Trolley touts outside Mumbai airport make passengers see red
Touts at the domestic airport trick unsuspecting passengers into shelling out big bucks for using their 'mandatory' drop service from their cars to the departure gate
It seems various groups of people are bent on making your flying experience in and out of Mumbai a nightmare just so that they can make a quick buck. First, there were the touts at T2, who were making passengers shell out $20 (nearly Rs 1,300) for using a trolley and then there were the auto drivers who were charging Rs 50-Rs 100 extra as an ‘entry fee’ for the international terminal.

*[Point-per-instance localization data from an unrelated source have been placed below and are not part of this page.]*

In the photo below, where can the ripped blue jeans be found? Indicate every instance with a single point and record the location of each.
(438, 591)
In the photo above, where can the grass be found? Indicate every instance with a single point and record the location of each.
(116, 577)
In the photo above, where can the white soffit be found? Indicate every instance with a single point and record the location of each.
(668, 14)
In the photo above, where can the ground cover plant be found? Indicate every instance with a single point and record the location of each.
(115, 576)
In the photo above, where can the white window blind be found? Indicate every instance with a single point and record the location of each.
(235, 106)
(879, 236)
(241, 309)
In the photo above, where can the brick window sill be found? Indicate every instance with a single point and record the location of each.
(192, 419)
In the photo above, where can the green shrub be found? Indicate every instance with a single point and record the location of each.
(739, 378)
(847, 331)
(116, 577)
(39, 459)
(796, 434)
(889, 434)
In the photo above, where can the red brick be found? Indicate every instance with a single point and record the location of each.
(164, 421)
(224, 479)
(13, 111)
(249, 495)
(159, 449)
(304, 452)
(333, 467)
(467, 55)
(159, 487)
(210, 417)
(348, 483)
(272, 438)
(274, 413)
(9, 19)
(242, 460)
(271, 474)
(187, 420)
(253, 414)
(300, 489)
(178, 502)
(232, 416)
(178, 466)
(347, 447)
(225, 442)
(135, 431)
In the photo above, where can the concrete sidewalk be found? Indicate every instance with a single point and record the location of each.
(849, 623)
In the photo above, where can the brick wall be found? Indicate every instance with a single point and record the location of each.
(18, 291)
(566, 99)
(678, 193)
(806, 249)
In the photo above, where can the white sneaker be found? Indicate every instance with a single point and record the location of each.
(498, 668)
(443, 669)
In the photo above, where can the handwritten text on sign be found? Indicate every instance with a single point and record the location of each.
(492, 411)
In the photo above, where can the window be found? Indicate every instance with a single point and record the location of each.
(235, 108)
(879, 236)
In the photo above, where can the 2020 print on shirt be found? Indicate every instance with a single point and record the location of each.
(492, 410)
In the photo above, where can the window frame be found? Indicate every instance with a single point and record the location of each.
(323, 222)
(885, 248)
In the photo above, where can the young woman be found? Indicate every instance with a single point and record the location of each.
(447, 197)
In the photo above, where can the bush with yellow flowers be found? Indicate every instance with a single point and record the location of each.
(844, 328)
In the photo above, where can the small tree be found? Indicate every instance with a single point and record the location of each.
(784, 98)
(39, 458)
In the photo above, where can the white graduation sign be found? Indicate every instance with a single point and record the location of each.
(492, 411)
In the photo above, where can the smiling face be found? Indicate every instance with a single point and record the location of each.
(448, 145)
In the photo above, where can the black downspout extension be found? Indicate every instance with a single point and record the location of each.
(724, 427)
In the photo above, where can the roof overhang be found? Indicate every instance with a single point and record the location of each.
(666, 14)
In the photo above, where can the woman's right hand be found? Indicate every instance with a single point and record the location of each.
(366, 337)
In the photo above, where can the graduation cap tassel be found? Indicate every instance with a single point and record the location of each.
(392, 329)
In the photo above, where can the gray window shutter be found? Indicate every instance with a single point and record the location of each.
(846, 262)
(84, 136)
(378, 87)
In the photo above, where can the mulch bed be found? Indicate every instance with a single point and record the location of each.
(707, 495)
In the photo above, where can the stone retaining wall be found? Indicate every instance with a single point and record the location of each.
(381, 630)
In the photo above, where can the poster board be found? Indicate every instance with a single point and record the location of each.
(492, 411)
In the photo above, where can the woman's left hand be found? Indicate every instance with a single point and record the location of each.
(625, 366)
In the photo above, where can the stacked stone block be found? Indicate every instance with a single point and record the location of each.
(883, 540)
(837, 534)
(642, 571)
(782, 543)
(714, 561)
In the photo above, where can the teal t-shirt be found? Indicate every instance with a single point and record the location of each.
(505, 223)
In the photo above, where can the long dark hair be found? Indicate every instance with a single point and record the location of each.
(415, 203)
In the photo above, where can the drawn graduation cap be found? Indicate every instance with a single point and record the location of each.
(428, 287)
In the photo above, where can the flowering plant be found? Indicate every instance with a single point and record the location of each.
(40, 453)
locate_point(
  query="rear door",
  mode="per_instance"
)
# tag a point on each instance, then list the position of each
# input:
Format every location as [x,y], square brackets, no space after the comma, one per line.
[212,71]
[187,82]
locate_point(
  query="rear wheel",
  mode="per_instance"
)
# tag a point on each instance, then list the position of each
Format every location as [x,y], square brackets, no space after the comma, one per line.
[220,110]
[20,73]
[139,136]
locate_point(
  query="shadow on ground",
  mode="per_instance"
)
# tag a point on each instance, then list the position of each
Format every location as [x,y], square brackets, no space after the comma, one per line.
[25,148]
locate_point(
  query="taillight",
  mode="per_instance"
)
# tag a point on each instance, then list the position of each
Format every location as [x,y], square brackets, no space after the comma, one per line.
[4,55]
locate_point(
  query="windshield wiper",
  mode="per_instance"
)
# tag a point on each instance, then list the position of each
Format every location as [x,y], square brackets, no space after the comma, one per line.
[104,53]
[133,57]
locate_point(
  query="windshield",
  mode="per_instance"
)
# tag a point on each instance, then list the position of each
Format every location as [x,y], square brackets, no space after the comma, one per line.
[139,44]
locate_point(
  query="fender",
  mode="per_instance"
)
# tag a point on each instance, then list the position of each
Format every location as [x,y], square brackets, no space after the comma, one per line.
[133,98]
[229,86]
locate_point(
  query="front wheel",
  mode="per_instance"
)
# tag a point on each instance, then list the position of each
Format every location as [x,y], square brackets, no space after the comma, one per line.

This tout was spotted accosting a passenger outside the domestic airport yesterday. Pics/Nimesh Dave
Now, it has emerged that the trolley tout mafia has been operational at the domestic airport as well, albeit in a different avatar. Instead of hiding trolleys, as the touts at T2 did, their counterparts at the domestic airport’s departure section target unsuspecting passengers who get off from cars and tell them that it is mandatory to use their services to get a trolley and a drop from them to the departure gate barely a minute away.
The cost for this ‘service’? Rs 100-Rs 500. When mid-day visited the T1 terminal, we saw these touts making valiant efforts to convince people to shell out money for what is, clearly, an unjustified expense. While many Indian travellers also fell into their trap, the worst hit were foreigners, who did not know better. “These people target passengers according to the vehicle they come to the airport in.
A tout waits for a passenger to disembark
The costlier the four-wheeler, the harder the touts work to convince the passengers. They also have ID cards around their necks, which they use to lend them an air of legitimacy while they try to fool passengers by telling them that it is mandatory for them to take a trolley and their service, for which they charge anywhere between Rs 100 to Rs 500.”
The identity card used by the men to lend them an air of legitimacy
'Illegal, but justified'
The group of 40-odd men, who belong to the Vande Mataram Kaamgaar Sangathan and dress mostly in white, justify what they do by claiming that this is their only source of livelihood. Dinesh Wadia, leader of the Sangathan, said, “We had been working at the airport even before GVK took over the terminals.
In June, mid-day had reported how some airport and airline staff inside the international airport were hiding trolleys and demanding as much as $20 (Rs 1,200) from passengers just to help them get to the exit or to their vehicles
We agree that we are not operating legally inside the airport premises, but the airport officials should accept us and include us in the security staff since we have been working here since the Airport Authority of India handled the city airport.”
On Thursday, around 2.30 pm, an argument broke out between the security firm hired by GVK and the members of the Sangathan. “These men, a few of whom drink and do drugs, have been fooling the passengers. This puts pressure on us. They also hold up passengers while trying to convince them, and that leads to a traffic logjam in the departure area.” An official from the ground staff said, “The men have become an irritant for all of us. If we try to take action against them, they take the help of the local authorities and evade it.”
Speaking to mid-day, Senior Police Inspector of Airport police station, Rajendra Nagbhire, said, “This is the internal matter of GVK and the Sangathan, and GVK should ensure that these men do not operate on the airport premises.
However, crime from these men has increased a lot, as they drink and do drugs on duty. We are working on the issue.” The official spokesperson of MIAL said, “MIAL is committed in its endeavour to provide the best passenger experience.
To eliminate incidents like these, we are actively working with the support from state and central security agencies. We request passengers to immediately inform the nearest security staff member or the airport officer in case anyone approaches them with unsolicited demands at the airport.”